If the string API is to be revised, I would like to suggest that
consideration be given to having a single string vtable, merging
the current encoding and chartype structures into a single one.
This removes one pointer from each string header, and allows
a single parameter to be used instead of two for transcode, etc.

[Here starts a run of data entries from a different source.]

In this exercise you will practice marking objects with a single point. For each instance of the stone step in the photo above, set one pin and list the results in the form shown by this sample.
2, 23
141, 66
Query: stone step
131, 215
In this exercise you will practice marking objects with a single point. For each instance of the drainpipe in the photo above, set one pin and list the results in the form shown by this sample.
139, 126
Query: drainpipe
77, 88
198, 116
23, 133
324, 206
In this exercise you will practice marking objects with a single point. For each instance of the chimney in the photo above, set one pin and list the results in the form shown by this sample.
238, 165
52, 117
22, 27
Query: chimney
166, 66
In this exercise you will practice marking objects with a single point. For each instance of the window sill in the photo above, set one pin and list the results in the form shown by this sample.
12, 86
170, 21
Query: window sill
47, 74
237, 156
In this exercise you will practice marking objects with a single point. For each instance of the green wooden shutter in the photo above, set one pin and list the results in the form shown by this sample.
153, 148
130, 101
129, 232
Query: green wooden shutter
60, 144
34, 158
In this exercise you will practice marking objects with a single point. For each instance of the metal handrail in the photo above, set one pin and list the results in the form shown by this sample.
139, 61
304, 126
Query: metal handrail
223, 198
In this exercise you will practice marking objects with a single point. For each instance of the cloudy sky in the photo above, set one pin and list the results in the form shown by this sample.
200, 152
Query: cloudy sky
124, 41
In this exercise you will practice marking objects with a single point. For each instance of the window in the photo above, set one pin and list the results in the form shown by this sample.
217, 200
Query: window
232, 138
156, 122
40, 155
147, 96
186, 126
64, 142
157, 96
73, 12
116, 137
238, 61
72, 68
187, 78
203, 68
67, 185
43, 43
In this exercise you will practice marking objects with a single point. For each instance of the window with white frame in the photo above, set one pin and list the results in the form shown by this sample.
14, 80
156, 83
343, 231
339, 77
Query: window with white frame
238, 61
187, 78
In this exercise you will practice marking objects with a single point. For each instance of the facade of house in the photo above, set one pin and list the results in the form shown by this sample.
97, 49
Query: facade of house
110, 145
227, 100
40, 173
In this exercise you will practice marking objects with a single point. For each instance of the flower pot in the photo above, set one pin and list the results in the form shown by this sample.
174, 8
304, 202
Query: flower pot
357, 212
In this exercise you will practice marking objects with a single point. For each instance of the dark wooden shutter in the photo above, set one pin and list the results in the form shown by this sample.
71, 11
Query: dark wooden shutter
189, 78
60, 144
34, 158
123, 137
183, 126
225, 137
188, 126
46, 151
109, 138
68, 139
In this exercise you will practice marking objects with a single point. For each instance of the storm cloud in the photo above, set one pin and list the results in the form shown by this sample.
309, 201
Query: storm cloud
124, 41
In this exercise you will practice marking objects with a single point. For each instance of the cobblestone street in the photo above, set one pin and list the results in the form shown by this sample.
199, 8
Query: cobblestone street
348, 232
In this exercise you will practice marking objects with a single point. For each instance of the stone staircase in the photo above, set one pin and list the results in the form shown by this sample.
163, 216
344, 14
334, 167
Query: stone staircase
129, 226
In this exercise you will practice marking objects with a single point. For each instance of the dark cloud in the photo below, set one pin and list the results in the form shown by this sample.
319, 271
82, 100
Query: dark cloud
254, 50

Also, the IO system will need to have a mechanism for specifying
the character set used by files; this again could then be a single
value.
I do not believe that the two existing parameters are orthogonal,
so the number of charset (or whatever) entities would be less than
the cross product. e.g. the existing 2 chartypes x 4 encodings
would really only require 4 charsets.
I actually implemented this change some time ago as part of my
'African Grey' variant; an extract from my charset.h appears below.

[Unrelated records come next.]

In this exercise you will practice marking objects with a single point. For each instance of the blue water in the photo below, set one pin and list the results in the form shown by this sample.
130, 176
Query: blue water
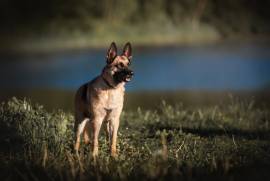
214, 67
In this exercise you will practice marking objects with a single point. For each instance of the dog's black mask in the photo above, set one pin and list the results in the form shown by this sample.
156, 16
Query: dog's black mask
123, 75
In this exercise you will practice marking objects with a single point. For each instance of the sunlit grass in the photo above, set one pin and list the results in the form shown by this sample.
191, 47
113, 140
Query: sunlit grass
172, 141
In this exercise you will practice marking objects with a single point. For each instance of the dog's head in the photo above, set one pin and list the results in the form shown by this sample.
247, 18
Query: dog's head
117, 69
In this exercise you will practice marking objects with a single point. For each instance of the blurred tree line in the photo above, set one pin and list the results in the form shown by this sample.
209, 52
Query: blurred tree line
238, 15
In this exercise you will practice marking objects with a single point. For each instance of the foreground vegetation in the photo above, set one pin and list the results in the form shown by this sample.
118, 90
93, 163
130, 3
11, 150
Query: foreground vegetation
171, 142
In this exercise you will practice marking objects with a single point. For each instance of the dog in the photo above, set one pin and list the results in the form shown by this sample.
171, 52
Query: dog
101, 100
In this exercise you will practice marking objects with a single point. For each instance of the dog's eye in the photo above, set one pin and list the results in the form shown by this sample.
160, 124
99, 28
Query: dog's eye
122, 65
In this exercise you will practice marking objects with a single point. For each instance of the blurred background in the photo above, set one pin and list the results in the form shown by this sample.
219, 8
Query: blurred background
192, 51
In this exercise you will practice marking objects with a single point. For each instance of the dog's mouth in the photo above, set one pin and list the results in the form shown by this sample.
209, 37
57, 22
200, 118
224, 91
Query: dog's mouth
128, 78
124, 75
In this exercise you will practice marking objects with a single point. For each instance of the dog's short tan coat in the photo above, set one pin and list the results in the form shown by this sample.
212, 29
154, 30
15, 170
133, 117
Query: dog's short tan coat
101, 100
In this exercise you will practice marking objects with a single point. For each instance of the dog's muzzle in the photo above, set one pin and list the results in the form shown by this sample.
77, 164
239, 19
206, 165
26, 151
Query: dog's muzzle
123, 75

The get_unicode and put_unicode entries combine the get and put
operations with transcoding; this simplifies the transcode operation
significantly. find_substring was an experimental feature that simply
replaced the two calls to skip_forward used by string_substr; it also
implemented the optimisation for single-byte encodings that has
subsequently been catered for by specific code in string_substr.
----------------------------------------------------------------------------
--------------
enum {
enum_charset_usascii,
enum_charset_utf8,
enum_charset_utf16,
enum_charset_utf32,
enum_charset_MAX
};
struct parrot_charset_t {
INTVAL index;
const char *name;
Parrot_UInt max_bytes;
Parrot_UInt(*length) (const void *ptr, Parrot_UInt bytes);
const void *(*skip_forward) (const void *ptr, Parrot_UInt n);
const void *(*skip_backward) (const void *ptr, Parrot_UInt n);
Parrot_UInt(*get) (const void *ptr);
Parrot_UInt(*get_unicode) (const void *ptr);
void *(*put) (void *ptr, Parrot_UInt c);
void *(*put_unicode) (void *ptr, Parrot_UInt c);
Parrot_Int(*is_digit)(Parrot_UInt c);
Parrot_Int(*get_digit)(Parrot_UInt c);
void (*find_substring)(const void *ptr, Parrot_UInt *start,
Parrot_UInt *length);
};
----------------------------------------------------------------------------
--------------
--
Peter Gibbs
EmKel Systems